The last instruction dominates. This is why appending a Korean instruction after a long English document produces Korean output. In the transformer’s attention mechanism, recent tokens tend to exert stronger influence (recency bias).

Performance Optimization Tips

Use English for complex reasoning: Given that the model’s “language of thought” is close to English, tasks requiring deep reasoning may benefit from English instructions with Korean-only output.

Analyze the following data and identify the top 3 trends.
Then present your findings in Korean.
[data]

Consider token efficiency: When context window space is limited, providing core content in English and instructions in Korean lets you fit more information.

Maintain language consistency: Unless code-switching is specifically needed, keeping the entire prompt in one language produces the most stable output.

Future Directions: Toward Language-Fair AI

Current Limitations

Current multilingual LLMs are fundamentally English-centric systems with multilingual capabilities bolted on. English is the “default language” and everything else is “additional.” This is confirmed at every level: tokenizer design, training data composition, internal representation structure.

Paths Forward

Balanced training data: Not just more data, but higher quality and diversity within each language. For Korean, this means academic papers, legal documents, creative writing, and other domain-specific high-quality text.

Language-fair tokenizers: Acknowledging BPE’s fundamental limitations, researchers are exploring byte-level tokenization and language-adaptive vocabularies. Parity-Aware BPE (2025) explicitly optimizes for cross-lingual tokenization fairness.

Language-adaptive MoE: Assigning specific experts to specific languages within MoE architectures is under investigation.
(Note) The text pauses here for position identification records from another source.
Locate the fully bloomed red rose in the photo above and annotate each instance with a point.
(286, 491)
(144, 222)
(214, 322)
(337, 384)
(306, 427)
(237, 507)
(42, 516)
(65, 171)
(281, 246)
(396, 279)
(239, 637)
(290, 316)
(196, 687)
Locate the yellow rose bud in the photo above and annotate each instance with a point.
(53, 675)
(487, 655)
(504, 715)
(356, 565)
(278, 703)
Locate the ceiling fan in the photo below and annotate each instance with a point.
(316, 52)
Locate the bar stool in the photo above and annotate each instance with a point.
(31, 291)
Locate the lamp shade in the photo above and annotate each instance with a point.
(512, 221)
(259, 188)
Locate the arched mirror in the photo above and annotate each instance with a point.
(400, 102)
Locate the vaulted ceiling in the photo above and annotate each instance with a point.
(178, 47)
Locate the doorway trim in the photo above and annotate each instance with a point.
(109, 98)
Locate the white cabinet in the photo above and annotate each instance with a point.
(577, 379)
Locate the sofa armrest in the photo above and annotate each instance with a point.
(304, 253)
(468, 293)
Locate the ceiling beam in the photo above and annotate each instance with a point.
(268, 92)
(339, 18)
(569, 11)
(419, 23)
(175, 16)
MoE-LPR (2024) integrates language priors into the routing mechanism, enabling efficient expansion of language capabilities to existing models without catastrophic forgetting.

Interpretability-driven improvement: Anthropic’s attribution graphs and SAE-based analyses have made it possible to “open up” the model’s multilingual processing mechanisms. This is not just academic curiosity. When we can precisely diagnose where and why a model fails for a specific language, targeted improvements become possible.

Conclusion

The phenomenon where three Korean characters — “요약해줘” — change an LLM’s output language looks simple on the surface, but beneath it lies a tightly interwoven web of core NLP technologies. The unequal vocabulary allocation of BPE tokenizers, the shared semantic space of cross-lingual embeddings, the English-pivot middle layers, the selective activation of language-specific neurons, and the language preference learned through instruction tuning and RLHF — all of these combine to create a seamless user experience.
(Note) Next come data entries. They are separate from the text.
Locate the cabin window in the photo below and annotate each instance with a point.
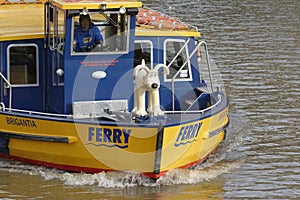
(57, 30)
(113, 38)
(143, 49)
(171, 49)
(23, 64)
But behind that seamlessness lies structural inequality. English speakers and Korean speakers use the same model but do not have the same experience. Token efficiency, context window capacity, reasoning accuracy, API costs — across every dimension, non-English languages are at a disadvantage.
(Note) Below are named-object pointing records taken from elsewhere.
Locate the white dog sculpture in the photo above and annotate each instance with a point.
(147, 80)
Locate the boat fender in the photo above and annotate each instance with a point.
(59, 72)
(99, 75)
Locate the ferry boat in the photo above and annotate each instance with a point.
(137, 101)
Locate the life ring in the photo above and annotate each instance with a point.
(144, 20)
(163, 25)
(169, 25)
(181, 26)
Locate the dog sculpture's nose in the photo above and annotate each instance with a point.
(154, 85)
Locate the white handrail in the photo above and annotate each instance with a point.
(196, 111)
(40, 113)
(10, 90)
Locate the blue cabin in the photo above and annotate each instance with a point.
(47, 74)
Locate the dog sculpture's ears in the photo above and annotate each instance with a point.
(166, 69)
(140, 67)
Recognizing this is the first step toward improvement. And recent interpretability research and fair tokenization work show that more equitable multilingual AI is not technically impossible. The problem is not capability — it is priority.


References

  • Wendler et al. (2024). “Do Llamas Work in English? On the Latent Language of Multilingual Transformers.” ACL 2024.
  • Tang et al. (2024). “Language-Specific Neurons: The Key to Multilingual Capabilities in Large Language Models.” ACL 2024.
  • Anthropic (2024). “Scaling Monosemanticity: Extracting Interpretable Features from Claude 3 Sonnet.”
  • Anthropic (2025). “On the Biology of a Large Language Model.” Transformer Circuits.
  • Bandarkar & Yang (2025). “Multilingual Routing in Mixture-of-Experts.”
  • Petrov et al. (2023). “Language Model Tokenizers Introduce Unfairness Between Languages.”
  • “Language Lives in Sparse Dimensions.” (2025).
  • “Unveiling Language-Specific Features in Large Language Models via Sparse Autoencoders.” ACL 2025.